TAR for Smart People
Here's an outline for the first three chapters:
Losey in introduction disagrees with failure to use SMEs (subject matter experts)
1. INTRODUCTION TO TAR
Analogy to how Pandora works. – thumbs or thumbs down.
TAR, CAR, P/C, Predictive Ranking
Main justification in cost savings; eliminate up to 95% from review.
Some systems require that collection be completed first; but not Catalyst's Insight Predict.
Begin by either feeding in relevant documents, or let PC select documents randomly for review.
Documents get ranked by relevance; this ranking must be tested. Conduct systematic random sampling from beginning of ranking to the end. Every nth document . . .; also random sample for relevancy in total set.
"you may stop after reviewing the first 20% of the ranking because you have found 80% of the relevant documents. Your argument is that the cost to review the remaining 80% of the document population just to find the remaining 20% of the relevant documents is unduly burdensome." This is how a ranking with predictive coding might look:
. . . the yellow segments being the relevant documents.
2. CONTINUOUS ACTIVE LEARNING FOR TECHNOLOGY ASSISTED REVIEW
Continuous Active Learning vs. SPL or SAL. Grossman Cormack study indicates that CAL better in eight different case studies.
TAR 1.0 – SPL / SAL
SME tags random sample of 500 plus documents as a control set.
SAL or SPL training process tagging relevant or irrelevant – the seed set.
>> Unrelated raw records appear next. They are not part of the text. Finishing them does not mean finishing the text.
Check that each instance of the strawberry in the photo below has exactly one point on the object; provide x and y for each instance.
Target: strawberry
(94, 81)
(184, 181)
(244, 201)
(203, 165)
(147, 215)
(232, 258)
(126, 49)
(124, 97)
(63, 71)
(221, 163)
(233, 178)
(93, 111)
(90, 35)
TAR software uses selections to train classification / ranking algorithm to identify other relevant documents, and then compares them against the control set to gauge accruacy.
SME may need to train more to improve classifier.
When classifier is stable, or no longer getting better at identifying relevant documents process ends.
Algorithm run against the entire document production.
SME review random sample to tell how well did in finding relevant documents.
Simple Passive Learning uses random documents for training.
Simple Active Learning does not rely on random documents.Instead, it suggests starting with whatever relevant documents you can find, often through keyword search, to initiate the training. The system will select marginal documents it is unsure about and the SME has to spend a lot of time on these.
Judgments on relevant documents don't get fed back.
Requires SME or senior attorney to review thousands of documents.
Doesn't handle rolling uploads well.
Doesn't handle data sets with low level of relevancy well.
TAR 2.0 – CAL
No control set needed. Rankings fluctuate across the entire set continuously.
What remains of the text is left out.